By now, most over-55s will have heard the enormous news from the 2014 Budget announcement earlier this month – that purchasing an annuity at retirement is no longer compulsory.
In fairness, this has been the case (on paper, at least) since 2011 – but with the punitive tax treatment of pension drawdown, annuities are still virtually the only choice until the government’s sweeping tax reforms come into force.
From April 2015, anyone over the age of 55 who invested into a defined contributions pension will be able to withdraw their full pension at the marginal tax rate, rather than the 55% rate previously imposed. Many are speculating just where pensioners might start to invest under the new, liberalised regime, and one consensus is proving particularly common – buy-to-let property.
Buy-to-let property has proved very popular in recent years due to decent yields, solid capital returns and the fact that – unlike annuities – property remains part of your estate after you die, meaning that you can pass the asset on to your family.
If you are thinking of investing your pension in buy-to-let property, below are some points you may wish to consider.
- Your ‘investment horizon’
Simply put, your investment horizon is the amount of time you have for your investment to show a return. The closer you are to retirement age, the shorter this period is likely to be.
The average retiree can currently expect to continue to live for around 18 years (if male) or 22 years (if female) following retirement. In the last two decades, house prices have more than doubled – but many experts agree the market is approaching a ‘critical mass’ in terms of affordability, and there is no guarantee that they will rise as sharply in the next two decades.
Also consider that many buy-to-let mortgage lenders impose maximum age restrictions on their borrowers – generally 70–80 years, though some will go up to 90 years.
- Your attitude to risk
The success of a buy-to-let investment hinges upon having a paying tenant. Between arrears, voids (periods where the property is empty, i.e. for repairs), damage and running costs, buy-to-let can become quite risky unless you do your research and get it right.
- The funds you have available
If your pension pot is particularly large – in the hundreds of thousands – then you can purchase a property outright.

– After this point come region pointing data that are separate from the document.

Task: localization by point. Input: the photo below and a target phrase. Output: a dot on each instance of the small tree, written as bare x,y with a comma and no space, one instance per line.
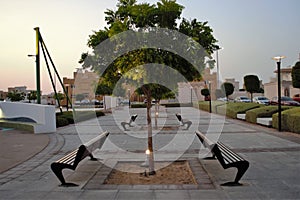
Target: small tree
228,89
296,75
32,96
219,93
205,93
252,84
80,97
15,96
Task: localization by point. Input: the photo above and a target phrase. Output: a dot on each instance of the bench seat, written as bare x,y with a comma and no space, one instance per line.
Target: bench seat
226,157
72,159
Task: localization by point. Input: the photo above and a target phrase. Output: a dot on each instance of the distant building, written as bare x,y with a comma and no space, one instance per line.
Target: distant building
83,82
287,89
191,91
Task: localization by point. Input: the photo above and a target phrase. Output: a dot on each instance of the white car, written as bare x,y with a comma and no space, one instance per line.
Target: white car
261,100
242,99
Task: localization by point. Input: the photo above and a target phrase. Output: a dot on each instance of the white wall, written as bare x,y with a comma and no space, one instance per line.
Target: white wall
43,115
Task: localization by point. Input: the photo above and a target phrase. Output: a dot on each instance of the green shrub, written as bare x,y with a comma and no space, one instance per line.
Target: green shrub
289,116
169,105
140,105
231,109
66,118
265,111
294,122
204,105
61,121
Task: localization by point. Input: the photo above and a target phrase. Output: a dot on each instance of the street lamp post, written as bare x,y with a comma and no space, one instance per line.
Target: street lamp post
218,69
278,61
129,98
191,95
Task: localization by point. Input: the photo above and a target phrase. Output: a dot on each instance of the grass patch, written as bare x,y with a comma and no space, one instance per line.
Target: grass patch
265,111
66,118
290,118
231,109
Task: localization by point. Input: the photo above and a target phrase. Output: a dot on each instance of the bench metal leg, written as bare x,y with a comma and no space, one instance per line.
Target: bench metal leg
57,170
189,123
242,167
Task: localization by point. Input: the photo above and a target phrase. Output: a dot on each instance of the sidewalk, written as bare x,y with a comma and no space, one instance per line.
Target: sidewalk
273,156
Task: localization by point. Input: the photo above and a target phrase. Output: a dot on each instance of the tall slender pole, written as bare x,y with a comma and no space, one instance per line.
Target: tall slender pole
279,95
217,55
38,79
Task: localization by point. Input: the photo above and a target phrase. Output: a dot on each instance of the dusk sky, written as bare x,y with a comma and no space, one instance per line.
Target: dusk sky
250,31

You need not worry about mortgage criteria or interest payments, and can begin to enjoy the spoils of your investment immediately.
However, the average pension pot is only around £17,700 1 – enough for a small deposit on a cheap property, but far from enough to buy outright.
To make a good return from property, you need a competitive interest rate and healthy equity – the very best buy-to-let deals can be found at around 60% LTV (loan to value).
- Care costs
This last point applies to all alternative pension investments, not just buy-to-let, but is nonetheless pertinent; as observed recently in The Observer, cashing in your pension may have implications for future care costs.
As of 2016, money invested in a pension scheme will not be counted as part of an individual’s assets when calculating how much they have to contribute towards the cost of their social care should they become ill or infirm. However, money held in other assets – including property – will be counted.
As such, retirees who withdraw their money to invest in property risk exposing themselves to high care costs in the future.
Tips for investing in buy-to-let property
If you’ve read this far, then you’ve probably weighed up the risks and decided that you’re still interested in investing your money into rental property. Below are some tips that may help you:
- Unless you want to spend your retirement changing lightbulbs, chances are you’ll want to be an ‘armchair investor’. Though it will increase your overheads (typically by 10–15% of your rental income), you will want to find a good letting agent. This also widens your net – employing someone else to manage your property means that you can invest anywhere in the country, allowing you to chase the best prices and highest yields. Bringing me on to…
- …location! You need the right property in the right place at the right price – two out of three won’t do. Research the local area thoroughly, including local demographics, amenities and the prices charged for comparable rental properties. Also look into whether or not any local residential developments are in the pipeline – a glut of new homes will ease demand and suppress local rents, meaning you won’t be able to charge quite as much.
- Get the right mortgage. If you’re not investing with cash, having the right mortgage is key. This is particularly true if you are close to or past retirement age, as you will need to find a niche lender who will cater to your needs. To ensure you get the best deal possible and maximise the return on your investment, strongly consider using the services of a dedicated buy-to-let mortgage broker.
Finally, and above all else, good luck – and enjoy your retirement!